The “Maybe Stop Paying for Datadog” Aside

If you’re running Kubernetes and you’ve got a Datadog APM bill that makes you wince, look at Pixie (open source, CNCF sandbox) and Coroot (open source APM on eBPF).

Pixie auto-instruments your entire cluster with eBPF, no sidecars, no code changes, no SDK. It captures HTTP/gRPC/DNS/PostgreSQL/Redis traffic and computes golden signals automatically. The free Community Cloud tier covers most small clusters. If you’d rather self-host, the open-source version deploys to your cluster with a Helm chart.

Coroot does similar things with an APM-style UI on top of eBPF metrics, showing service maps, latency breakdowns, CPU/memory profiling, all from kernel-level data collection.

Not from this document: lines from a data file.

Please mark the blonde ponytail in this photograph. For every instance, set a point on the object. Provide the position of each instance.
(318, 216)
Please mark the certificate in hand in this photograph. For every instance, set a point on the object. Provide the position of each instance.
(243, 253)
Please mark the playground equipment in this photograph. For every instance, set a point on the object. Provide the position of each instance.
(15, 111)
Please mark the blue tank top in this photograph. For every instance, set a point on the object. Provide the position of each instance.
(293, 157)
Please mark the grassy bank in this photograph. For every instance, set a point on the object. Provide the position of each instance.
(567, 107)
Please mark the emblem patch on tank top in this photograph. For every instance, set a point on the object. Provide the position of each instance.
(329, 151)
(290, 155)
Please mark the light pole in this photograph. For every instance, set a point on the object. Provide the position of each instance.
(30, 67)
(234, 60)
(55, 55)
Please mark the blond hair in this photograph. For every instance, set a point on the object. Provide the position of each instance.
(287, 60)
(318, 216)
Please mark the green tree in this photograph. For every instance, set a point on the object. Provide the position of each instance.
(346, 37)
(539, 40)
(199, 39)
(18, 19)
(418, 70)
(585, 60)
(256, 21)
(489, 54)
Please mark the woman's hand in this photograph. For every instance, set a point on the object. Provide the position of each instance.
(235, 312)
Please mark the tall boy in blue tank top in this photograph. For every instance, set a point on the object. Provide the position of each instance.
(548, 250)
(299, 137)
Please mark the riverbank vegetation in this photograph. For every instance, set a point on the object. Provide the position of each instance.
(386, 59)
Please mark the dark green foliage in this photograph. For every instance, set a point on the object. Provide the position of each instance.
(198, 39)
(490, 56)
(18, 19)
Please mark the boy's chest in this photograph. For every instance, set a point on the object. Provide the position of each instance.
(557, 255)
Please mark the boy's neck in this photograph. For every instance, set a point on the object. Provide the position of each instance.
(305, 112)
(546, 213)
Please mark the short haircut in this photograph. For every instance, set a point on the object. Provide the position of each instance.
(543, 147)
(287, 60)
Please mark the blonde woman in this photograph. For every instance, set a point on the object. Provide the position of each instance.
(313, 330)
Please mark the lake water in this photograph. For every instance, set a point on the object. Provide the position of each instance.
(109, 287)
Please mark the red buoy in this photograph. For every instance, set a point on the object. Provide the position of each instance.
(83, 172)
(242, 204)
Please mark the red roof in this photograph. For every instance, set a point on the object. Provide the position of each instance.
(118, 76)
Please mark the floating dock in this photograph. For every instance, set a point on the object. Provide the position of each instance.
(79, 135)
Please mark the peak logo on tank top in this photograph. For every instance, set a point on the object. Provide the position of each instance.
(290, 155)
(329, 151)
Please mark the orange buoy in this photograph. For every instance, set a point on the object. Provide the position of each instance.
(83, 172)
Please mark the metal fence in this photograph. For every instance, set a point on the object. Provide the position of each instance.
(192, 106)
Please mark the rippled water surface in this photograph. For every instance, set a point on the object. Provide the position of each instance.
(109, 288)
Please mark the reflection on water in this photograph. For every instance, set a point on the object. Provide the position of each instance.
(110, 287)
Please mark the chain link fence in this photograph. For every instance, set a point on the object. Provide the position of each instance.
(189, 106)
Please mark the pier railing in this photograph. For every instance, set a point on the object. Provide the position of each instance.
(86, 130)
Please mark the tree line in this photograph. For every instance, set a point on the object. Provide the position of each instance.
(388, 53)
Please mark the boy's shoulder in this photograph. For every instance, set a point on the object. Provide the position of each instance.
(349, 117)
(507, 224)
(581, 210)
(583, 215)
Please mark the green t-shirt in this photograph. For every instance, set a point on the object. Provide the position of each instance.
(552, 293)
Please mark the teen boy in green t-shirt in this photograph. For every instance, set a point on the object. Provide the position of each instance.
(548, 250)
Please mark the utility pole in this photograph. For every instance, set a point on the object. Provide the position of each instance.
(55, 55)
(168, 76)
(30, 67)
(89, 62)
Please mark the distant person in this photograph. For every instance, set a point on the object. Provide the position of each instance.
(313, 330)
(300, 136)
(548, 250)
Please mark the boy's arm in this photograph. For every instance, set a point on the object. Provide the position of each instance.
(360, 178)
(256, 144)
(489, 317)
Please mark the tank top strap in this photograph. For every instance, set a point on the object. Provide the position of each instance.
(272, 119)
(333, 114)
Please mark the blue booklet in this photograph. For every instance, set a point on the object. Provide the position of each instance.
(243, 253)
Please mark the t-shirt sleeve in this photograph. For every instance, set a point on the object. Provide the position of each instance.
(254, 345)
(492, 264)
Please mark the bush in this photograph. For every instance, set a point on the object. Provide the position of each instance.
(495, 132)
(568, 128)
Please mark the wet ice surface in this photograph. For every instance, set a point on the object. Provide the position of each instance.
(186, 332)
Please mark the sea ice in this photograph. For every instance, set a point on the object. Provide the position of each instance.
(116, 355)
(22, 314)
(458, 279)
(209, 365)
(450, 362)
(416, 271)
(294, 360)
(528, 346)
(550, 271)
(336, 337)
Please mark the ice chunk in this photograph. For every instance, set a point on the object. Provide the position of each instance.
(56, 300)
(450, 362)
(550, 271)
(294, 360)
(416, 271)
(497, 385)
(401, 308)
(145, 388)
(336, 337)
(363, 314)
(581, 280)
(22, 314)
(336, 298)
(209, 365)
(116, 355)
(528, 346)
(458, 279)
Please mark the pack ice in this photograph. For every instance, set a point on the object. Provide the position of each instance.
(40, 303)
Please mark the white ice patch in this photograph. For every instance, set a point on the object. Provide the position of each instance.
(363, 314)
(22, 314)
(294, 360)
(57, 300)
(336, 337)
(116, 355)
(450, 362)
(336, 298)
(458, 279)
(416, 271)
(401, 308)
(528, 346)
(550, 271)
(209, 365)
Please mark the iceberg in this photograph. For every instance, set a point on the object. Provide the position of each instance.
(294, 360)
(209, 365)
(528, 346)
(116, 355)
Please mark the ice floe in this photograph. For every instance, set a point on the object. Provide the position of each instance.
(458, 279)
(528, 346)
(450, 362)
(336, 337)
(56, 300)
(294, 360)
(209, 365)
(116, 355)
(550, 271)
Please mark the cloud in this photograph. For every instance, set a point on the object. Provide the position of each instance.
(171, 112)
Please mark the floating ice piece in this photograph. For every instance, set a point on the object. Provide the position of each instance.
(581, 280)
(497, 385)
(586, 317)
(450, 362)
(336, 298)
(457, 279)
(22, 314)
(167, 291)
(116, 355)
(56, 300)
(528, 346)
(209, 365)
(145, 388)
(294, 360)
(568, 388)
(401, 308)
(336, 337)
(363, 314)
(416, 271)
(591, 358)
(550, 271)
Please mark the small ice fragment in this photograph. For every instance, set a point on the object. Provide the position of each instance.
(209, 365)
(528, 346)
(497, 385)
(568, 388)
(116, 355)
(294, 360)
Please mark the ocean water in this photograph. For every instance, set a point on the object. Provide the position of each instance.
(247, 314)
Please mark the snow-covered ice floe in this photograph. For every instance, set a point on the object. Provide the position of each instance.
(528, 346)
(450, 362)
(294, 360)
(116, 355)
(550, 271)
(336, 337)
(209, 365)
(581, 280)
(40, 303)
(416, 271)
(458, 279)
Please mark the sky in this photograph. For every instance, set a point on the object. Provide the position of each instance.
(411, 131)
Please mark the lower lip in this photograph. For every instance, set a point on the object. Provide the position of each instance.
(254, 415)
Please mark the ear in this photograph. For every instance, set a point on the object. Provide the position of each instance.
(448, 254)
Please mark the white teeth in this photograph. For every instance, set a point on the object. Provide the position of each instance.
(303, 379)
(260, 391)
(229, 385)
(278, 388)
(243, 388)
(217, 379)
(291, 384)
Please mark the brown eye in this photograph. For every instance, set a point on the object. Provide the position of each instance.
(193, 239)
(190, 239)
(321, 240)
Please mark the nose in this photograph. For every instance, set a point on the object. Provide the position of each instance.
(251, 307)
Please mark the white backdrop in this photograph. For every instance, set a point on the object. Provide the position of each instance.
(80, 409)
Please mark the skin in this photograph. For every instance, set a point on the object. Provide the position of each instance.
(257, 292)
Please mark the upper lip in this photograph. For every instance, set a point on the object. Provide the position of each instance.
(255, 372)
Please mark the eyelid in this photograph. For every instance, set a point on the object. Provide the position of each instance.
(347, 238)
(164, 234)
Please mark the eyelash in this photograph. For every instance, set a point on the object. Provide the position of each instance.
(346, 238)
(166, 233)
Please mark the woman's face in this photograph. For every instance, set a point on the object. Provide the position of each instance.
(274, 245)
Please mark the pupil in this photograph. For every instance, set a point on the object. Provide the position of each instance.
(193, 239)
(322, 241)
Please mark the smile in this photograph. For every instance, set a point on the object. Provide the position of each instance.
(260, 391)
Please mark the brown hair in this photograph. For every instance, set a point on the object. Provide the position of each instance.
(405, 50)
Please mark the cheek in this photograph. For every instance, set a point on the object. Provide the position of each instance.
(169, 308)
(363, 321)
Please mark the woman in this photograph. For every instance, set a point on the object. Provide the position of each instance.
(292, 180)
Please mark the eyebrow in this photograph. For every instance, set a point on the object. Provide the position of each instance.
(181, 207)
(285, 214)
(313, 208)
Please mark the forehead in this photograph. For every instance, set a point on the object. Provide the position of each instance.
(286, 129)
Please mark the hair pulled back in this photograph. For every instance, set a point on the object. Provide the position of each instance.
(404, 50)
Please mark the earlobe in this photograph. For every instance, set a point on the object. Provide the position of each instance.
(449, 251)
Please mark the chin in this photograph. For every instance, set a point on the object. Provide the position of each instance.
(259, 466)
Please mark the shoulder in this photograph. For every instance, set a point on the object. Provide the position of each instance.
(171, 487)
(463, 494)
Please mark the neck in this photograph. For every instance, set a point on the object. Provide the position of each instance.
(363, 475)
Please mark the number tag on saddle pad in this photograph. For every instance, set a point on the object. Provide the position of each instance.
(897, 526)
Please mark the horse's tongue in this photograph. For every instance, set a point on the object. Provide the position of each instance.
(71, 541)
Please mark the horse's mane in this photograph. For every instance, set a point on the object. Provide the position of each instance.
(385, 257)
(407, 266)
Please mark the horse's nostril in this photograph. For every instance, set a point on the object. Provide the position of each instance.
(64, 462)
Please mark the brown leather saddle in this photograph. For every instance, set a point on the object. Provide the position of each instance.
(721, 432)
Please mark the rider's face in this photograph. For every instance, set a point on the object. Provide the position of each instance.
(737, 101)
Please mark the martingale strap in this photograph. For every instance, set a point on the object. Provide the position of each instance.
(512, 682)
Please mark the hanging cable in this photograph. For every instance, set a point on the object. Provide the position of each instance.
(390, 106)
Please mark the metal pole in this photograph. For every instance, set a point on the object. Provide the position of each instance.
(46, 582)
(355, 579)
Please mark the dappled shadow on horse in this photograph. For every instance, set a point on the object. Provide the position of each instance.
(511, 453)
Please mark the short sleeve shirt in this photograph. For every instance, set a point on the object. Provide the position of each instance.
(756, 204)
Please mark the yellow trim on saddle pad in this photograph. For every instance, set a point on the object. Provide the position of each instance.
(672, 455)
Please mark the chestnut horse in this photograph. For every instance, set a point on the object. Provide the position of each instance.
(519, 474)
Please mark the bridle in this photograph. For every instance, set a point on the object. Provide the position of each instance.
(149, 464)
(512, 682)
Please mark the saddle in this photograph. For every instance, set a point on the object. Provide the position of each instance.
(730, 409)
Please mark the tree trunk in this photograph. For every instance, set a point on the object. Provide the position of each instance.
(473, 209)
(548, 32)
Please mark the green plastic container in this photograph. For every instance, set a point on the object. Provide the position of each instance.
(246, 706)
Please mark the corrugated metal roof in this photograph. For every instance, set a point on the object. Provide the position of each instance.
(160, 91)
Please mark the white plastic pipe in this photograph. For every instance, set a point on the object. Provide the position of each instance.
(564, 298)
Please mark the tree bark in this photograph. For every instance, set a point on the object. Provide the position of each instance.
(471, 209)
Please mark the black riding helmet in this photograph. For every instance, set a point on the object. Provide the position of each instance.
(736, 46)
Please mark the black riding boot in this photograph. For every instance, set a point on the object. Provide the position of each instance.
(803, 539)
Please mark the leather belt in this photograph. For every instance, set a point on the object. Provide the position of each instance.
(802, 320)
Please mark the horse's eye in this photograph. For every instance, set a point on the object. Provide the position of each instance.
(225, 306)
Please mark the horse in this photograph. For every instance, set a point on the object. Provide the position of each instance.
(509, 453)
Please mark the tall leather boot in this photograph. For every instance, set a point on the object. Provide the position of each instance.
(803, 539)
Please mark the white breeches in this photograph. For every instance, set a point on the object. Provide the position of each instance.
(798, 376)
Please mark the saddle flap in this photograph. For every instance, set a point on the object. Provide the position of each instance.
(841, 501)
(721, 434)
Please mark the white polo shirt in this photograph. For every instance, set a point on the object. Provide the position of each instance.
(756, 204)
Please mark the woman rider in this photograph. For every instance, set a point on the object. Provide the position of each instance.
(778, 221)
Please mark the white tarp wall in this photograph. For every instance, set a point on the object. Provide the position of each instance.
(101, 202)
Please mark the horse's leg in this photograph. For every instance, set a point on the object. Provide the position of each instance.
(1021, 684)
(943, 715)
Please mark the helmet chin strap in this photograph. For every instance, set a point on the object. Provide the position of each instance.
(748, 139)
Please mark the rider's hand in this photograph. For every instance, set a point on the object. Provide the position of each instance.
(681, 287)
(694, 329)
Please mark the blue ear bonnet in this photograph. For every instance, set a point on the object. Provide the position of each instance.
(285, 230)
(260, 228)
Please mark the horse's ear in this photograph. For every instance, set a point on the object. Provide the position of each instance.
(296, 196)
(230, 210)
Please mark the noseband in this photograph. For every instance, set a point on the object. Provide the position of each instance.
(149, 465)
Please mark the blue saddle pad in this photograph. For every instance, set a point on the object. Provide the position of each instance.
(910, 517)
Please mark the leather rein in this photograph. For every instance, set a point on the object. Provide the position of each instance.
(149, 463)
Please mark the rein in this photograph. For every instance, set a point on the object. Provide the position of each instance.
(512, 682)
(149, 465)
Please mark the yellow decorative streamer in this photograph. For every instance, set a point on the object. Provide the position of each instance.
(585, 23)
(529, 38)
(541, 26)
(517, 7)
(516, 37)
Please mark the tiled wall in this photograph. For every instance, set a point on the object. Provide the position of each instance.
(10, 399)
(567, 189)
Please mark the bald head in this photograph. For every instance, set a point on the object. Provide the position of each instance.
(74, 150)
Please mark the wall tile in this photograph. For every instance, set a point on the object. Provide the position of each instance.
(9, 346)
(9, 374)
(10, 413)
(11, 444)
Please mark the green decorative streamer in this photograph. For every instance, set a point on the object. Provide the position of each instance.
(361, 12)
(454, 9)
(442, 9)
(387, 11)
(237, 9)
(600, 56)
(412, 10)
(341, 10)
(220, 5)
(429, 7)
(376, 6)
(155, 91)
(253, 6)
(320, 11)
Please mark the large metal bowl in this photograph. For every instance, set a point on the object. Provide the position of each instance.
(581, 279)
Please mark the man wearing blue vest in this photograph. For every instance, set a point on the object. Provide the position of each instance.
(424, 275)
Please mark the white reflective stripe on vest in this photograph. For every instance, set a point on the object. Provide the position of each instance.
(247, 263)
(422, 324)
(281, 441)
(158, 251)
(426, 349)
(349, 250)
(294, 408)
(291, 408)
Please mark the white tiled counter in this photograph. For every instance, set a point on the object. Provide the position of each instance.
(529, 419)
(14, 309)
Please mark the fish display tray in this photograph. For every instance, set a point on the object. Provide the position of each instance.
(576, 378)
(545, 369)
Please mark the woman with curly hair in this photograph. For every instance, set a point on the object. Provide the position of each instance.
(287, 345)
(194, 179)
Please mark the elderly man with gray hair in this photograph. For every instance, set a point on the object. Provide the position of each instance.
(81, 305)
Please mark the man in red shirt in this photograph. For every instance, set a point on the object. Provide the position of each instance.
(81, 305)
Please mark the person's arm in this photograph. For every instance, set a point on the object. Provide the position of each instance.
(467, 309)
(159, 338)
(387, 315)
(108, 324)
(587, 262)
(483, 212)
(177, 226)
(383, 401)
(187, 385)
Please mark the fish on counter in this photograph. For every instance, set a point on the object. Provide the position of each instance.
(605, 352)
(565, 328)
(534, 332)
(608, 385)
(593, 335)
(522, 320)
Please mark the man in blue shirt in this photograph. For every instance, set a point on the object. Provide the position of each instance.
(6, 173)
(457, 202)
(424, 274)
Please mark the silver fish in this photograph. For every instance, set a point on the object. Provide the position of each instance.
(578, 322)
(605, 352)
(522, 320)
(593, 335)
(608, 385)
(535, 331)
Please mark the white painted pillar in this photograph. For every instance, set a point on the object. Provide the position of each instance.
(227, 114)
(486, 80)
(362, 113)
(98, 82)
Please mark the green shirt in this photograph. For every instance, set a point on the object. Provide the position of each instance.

Neither of these is a full Datadog replacement if you’re heavily invested in its log management or alerting. But if you’re mostly paying for APM traces and infrastructure metrics? Run the numbers. eBPF-based observability is genuinely mature now, and “we hooked into the kernel instead of instrumenting your code” is a more honest architecture than “please add our SDK to every service.”

Where to Go Next

You’ve got bpftrace installed. You’ve run a few one-liners. Here’s the progression:

Explore the bpftrace reference guide: man bpftrace or the GitHub wiki. The built-in variables (comm, pid, tid, nsecs, retval) and map types (@map[], hist(), count()) unlock most of what you’ll want to do.
Browse BCC examples: /usr/share/bcc/examples/ or the BCC GitHub repo has hundreds of example programs covering every subsystem.
Brendan Gregg’s blog: If eBPF has a patron saint, it’s Brendan Gregg. His site (brendangregg.com) has the Linux performance tools map, flamegraph methodology, and years of BPF/bpftrace writeups. Bookmark it.
“BPF Performance Tools” (the book): Gregg wrote the book. Literally. It’s thorough and stays practical. Worth it if you’re doing this for work.
Cilium: If you’re running Kubernetes and not using Cilium as your CNI, it’s worth evaluating. eBPF-native networking with built-in observability (Hubble) is genuinely better than the iptables-based alternatives.

The kernel has always known what’s happening. eBPF is finally how you get to ask it.

Your 2 AM self with an unexplained latency spike will appreciate having bpftrace already installed.